Unlike a conventional workshop where a fixed set of students works with one (or maybe two) instructors for five days, the festival offered dozens of short workshops, some as short as two hours, others taking up almost a whole day. The idea was to give the 150 attendees lots of choices. The attendees were supposed to pick and choose based on what they already knew (and what they wanted to learn.) It played out differently for different people. Some students worked hard on expanding their existing skills, especially in the classes involving Photoshop or studio lighting techniques. Other students tried new approaches to photographic genres they were unfamiliar with, essentially sampling those to help them decide whether to attend a full-blown workshop on the same subject in the future.
As the week started, I was reminded of something I already knew, that photographers have a strong tendency to categorize, label and compare things. Dualities were often noted, such as Apple vs. Windows computers or Nikon vs Canon cameras or Epson vs HP (or is it Canon) printers.
As time went on I realized I was interested in more subtle but equally important dualities. Were the photographers making photographs that mirrored the author or were they making photographs that worked as windows to take the viewer to another place/time/experience? Every time I explained the idea of photographs as mirrors or windows, I could see student’s eyes light up. Most had not heard of, but were thrilled to be introduced to, John Szarkowski’s construct for looking at photographs and photographers. I also noted how photographers are often also divided into those who love the shooting/capture aspect vs. those who focus on the print/finished product.
But as I dug further (and the festival went on) those artificial delineations came up short. Some photographers loved the printing process as much as they enjoyed the capture process. Others did work that mirrored them selves but never thought of the process through Szarkowski’s framework.
Arguably the best thing about the whole festival was the way the many genres were thrown together, where mixing up the many styles made all photographers involved better for the process. The folks who came to the festival feeling strongly attached to any one side of these many divides left the festival with their definitions a bit more blurred.
The ultimate example of this mixture is Hal Schmidt, a retired fighter pilot turned director of the Light workshops, the organization sponsoring the festival. See: http://lightworkshops.com/ He was giving the introduction at the start of the festival and said he would be talking about the lessons he learned as a fighter pilot that now apply to photography. My first reaction was “huh,” but once he started, I realized he was saying many of the same things I say as a teacher and practice as a photographer.
Getting good at photography (or jet flying) takes practice, awareness and discipline. In the end it is not about the gear, but it is all in the operator. He went ion from there in a humorous and insightful way. The really unusual thing was that I had never heard that perspective on what I talk about often as my core wisdom being told from such an unusual perspective.
What else did I learn? I picked up a few aphorisms that I plan to use in future teaching situations. Some of them are so good, so concise, that they really drive the point home.
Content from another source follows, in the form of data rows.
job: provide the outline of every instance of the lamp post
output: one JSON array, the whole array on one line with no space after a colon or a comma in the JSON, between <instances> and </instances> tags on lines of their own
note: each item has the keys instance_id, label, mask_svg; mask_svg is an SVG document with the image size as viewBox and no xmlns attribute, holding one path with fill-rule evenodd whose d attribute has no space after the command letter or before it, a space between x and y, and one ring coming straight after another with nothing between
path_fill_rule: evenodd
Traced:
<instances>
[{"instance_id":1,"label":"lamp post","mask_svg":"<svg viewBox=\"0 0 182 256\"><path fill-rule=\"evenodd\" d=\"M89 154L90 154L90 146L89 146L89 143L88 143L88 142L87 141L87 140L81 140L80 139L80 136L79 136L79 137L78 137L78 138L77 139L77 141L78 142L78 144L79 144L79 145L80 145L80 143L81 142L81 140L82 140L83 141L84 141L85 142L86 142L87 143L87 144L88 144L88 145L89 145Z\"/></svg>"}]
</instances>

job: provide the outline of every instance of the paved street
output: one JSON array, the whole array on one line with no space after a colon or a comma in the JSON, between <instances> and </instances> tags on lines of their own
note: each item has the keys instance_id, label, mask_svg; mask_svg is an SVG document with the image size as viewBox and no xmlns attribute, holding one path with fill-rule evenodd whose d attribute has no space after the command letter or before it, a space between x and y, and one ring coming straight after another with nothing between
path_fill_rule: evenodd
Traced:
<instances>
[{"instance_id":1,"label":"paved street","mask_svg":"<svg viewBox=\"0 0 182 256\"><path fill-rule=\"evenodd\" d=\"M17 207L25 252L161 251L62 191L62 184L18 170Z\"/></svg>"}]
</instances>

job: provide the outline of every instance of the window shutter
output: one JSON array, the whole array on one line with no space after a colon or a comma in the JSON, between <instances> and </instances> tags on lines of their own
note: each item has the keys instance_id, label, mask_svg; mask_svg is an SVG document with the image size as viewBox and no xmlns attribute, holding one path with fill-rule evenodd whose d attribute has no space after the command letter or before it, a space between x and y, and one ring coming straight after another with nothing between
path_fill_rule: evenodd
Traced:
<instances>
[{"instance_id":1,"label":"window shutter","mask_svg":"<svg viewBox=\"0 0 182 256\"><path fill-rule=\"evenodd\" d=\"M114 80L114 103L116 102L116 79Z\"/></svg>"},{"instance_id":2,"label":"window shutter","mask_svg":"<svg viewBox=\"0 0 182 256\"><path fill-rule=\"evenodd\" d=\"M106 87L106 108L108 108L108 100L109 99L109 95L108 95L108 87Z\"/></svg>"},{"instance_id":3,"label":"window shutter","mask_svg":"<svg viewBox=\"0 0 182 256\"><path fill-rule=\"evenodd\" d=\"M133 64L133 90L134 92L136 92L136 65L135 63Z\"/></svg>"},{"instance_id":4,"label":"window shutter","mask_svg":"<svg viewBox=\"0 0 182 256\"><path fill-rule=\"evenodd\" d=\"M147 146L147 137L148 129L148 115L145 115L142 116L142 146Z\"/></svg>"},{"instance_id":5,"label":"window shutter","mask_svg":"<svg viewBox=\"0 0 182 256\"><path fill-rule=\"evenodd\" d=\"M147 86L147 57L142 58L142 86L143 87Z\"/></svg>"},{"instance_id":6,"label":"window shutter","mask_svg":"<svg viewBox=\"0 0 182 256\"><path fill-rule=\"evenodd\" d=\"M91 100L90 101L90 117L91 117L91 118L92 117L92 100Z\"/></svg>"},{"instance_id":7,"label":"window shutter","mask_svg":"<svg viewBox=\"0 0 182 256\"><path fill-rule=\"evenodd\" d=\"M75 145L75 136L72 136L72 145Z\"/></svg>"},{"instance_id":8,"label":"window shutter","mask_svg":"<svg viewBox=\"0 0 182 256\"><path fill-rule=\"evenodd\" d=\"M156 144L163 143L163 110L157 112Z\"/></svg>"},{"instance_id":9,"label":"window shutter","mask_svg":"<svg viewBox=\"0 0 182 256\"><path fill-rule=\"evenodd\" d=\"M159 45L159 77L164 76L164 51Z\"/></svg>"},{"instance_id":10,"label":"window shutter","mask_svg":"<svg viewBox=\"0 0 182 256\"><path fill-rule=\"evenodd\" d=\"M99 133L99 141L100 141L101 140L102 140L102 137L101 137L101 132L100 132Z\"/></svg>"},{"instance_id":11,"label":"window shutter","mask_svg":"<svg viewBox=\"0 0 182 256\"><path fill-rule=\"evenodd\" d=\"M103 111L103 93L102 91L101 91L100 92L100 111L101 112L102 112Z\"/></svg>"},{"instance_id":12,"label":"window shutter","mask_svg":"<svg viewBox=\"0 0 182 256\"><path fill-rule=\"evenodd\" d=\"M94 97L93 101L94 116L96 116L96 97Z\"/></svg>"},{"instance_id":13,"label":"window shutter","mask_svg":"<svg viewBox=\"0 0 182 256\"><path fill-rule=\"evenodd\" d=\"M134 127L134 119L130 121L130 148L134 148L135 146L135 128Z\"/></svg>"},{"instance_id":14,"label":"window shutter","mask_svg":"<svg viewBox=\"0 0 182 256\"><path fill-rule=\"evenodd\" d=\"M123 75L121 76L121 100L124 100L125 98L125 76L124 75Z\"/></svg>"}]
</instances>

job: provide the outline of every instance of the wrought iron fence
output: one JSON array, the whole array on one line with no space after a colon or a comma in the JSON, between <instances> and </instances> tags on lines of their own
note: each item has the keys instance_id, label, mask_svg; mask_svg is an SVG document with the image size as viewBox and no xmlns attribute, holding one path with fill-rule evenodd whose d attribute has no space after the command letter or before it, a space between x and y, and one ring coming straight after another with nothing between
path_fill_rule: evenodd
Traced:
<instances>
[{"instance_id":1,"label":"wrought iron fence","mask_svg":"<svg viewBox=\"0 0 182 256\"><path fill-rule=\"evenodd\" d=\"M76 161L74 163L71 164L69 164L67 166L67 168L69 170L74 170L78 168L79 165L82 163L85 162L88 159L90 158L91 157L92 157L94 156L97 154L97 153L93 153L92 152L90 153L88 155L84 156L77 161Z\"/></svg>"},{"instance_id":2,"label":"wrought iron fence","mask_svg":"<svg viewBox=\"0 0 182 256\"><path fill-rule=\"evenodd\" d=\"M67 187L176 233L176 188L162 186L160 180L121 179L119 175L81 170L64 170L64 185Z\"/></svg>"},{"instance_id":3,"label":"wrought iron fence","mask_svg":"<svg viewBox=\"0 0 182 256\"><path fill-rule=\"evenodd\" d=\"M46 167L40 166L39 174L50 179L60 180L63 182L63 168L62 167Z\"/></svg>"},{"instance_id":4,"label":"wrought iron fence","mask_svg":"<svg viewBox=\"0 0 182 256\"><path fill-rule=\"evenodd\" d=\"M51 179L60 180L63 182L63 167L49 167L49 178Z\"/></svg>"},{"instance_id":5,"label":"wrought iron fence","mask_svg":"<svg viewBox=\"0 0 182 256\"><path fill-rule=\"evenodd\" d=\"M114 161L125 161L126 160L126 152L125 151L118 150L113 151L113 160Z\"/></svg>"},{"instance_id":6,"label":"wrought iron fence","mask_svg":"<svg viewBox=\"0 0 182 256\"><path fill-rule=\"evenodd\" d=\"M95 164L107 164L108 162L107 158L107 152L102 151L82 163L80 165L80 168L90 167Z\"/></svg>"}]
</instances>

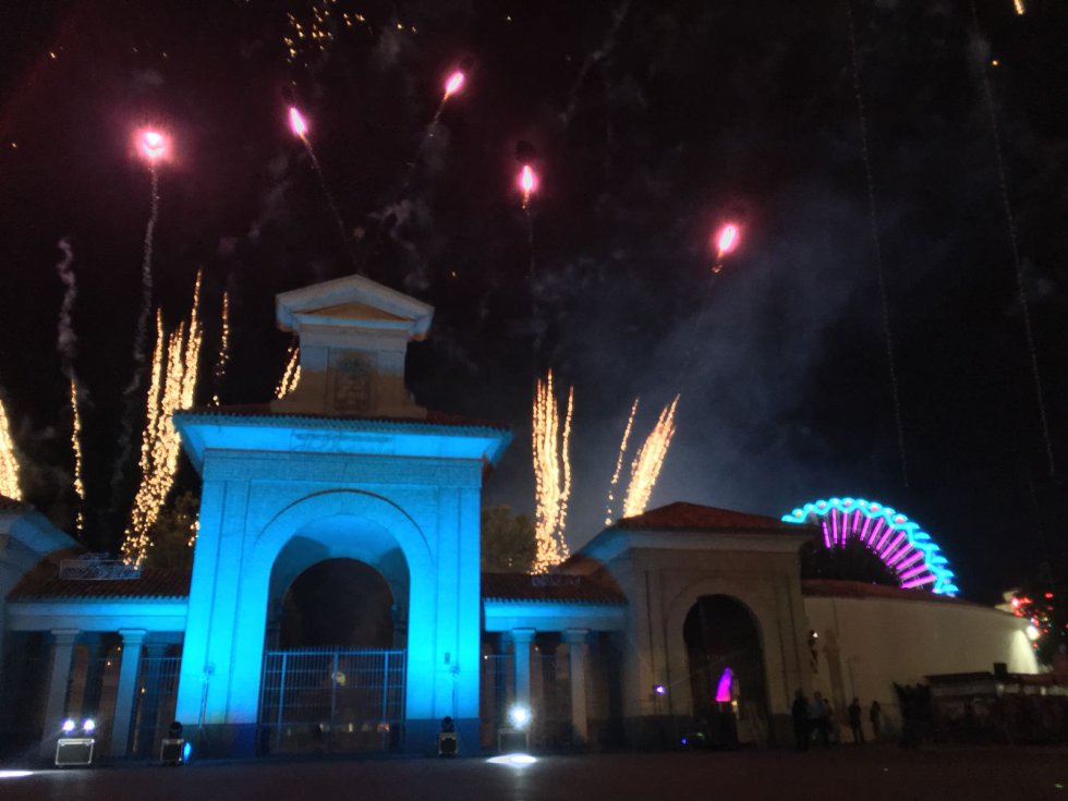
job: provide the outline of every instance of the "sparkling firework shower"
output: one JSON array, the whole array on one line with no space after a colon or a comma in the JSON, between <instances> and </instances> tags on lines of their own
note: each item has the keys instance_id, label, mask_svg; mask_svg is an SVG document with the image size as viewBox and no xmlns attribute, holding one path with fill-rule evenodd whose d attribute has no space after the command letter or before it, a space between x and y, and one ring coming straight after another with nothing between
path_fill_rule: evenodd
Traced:
<instances>
[{"instance_id":1,"label":"sparkling firework shower","mask_svg":"<svg viewBox=\"0 0 1068 801\"><path fill-rule=\"evenodd\" d=\"M312 141L307 137L307 120L295 106L289 107L289 128L293 134L304 143L304 150L307 153L307 157L312 162L312 168L315 170L315 174L318 175L319 187L323 190L323 196L326 198L327 206L330 207L330 214L333 216L333 222L338 227L338 233L341 234L341 242L344 244L345 251L348 252L349 233L345 231L344 221L341 219L341 213L338 210L338 204L333 201L333 193L330 192L330 187L326 183L326 175L323 174L323 167L319 165L319 158L315 155L315 148L312 147Z\"/></svg>"},{"instance_id":2,"label":"sparkling firework shower","mask_svg":"<svg viewBox=\"0 0 1068 801\"><path fill-rule=\"evenodd\" d=\"M213 379L215 381L215 392L211 395L211 405L218 406L221 402L219 393L222 391L222 381L227 377L227 365L230 363L230 293L222 293L222 314L219 319L219 354L215 359L215 369Z\"/></svg>"},{"instance_id":3,"label":"sparkling firework shower","mask_svg":"<svg viewBox=\"0 0 1068 801\"><path fill-rule=\"evenodd\" d=\"M74 451L74 493L77 495L77 515L74 527L85 527L85 482L82 481L82 413L77 408L77 381L71 376L71 449Z\"/></svg>"},{"instance_id":4,"label":"sparkling firework shower","mask_svg":"<svg viewBox=\"0 0 1068 801\"><path fill-rule=\"evenodd\" d=\"M619 474L623 470L623 458L627 456L627 442L630 440L630 432L634 426L634 415L638 414L638 398L634 399L630 408L630 416L627 418L627 427L623 428L623 439L619 444L619 456L616 458L616 470L611 474L611 482L608 484L608 505L605 507L605 525L611 525L611 506L616 502L616 485L619 483Z\"/></svg>"},{"instance_id":5,"label":"sparkling firework shower","mask_svg":"<svg viewBox=\"0 0 1068 801\"><path fill-rule=\"evenodd\" d=\"M141 254L141 306L137 310L137 330L134 333L134 377L126 388L132 395L141 385L141 365L145 362L145 342L148 338L148 315L153 302L153 241L156 223L159 220L159 161L167 155L168 143L158 131L145 131L137 143L137 149L148 161L151 174L151 205L148 222L145 226L145 241Z\"/></svg>"},{"instance_id":6,"label":"sparkling firework shower","mask_svg":"<svg viewBox=\"0 0 1068 801\"><path fill-rule=\"evenodd\" d=\"M632 518L645 511L656 480L660 476L664 459L667 457L671 438L675 436L675 410L679 405L679 396L664 408L656 425L645 439L631 464L630 484L627 497L623 499L623 517Z\"/></svg>"},{"instance_id":7,"label":"sparkling firework shower","mask_svg":"<svg viewBox=\"0 0 1068 801\"><path fill-rule=\"evenodd\" d=\"M22 487L19 485L19 459L15 457L15 444L11 439L11 427L8 425L8 411L0 400L0 495L12 500L22 500Z\"/></svg>"},{"instance_id":8,"label":"sparkling firework shower","mask_svg":"<svg viewBox=\"0 0 1068 801\"><path fill-rule=\"evenodd\" d=\"M286 369L282 371L282 377L278 380L278 386L275 387L275 398L281 400L287 395L296 389L296 385L301 380L301 349L298 345L290 345L289 348L289 359L286 361Z\"/></svg>"},{"instance_id":9,"label":"sparkling firework shower","mask_svg":"<svg viewBox=\"0 0 1068 801\"><path fill-rule=\"evenodd\" d=\"M198 275L187 335L182 323L167 337L162 316L159 313L156 315L156 349L153 352L151 381L141 445L141 486L130 511L130 525L122 544L123 558L134 565L141 565L151 547L149 532L167 501L178 472L181 439L174 429L173 414L179 409L193 405L203 336L199 295Z\"/></svg>"},{"instance_id":10,"label":"sparkling firework shower","mask_svg":"<svg viewBox=\"0 0 1068 801\"><path fill-rule=\"evenodd\" d=\"M568 390L568 406L560 430L560 412L553 388L553 371L538 379L534 395L532 445L534 459L534 533L537 553L535 573L545 573L569 556L565 537L568 501L571 497L571 414L574 387Z\"/></svg>"}]
</instances>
One was from Hal, and is used to encourage photographers to use full manual exposure settings and it went “Friends don’t let friends us aperture priority.” When discussing the importance of planning in any kind of photography, we agreed on the need to balance the spontaneous nature of photographing with the need to be organized. The quote went “To be a serious photographer each of us needs to “channel your inner control freak.”
The second annual California Photo festival is scheduled for October 12th to 15th of 2011 in Los Osos, California. I look forward to attending the event, being part of the temporary photography-focused community they create and to gaining the many new insights I hope that I hope to come away with.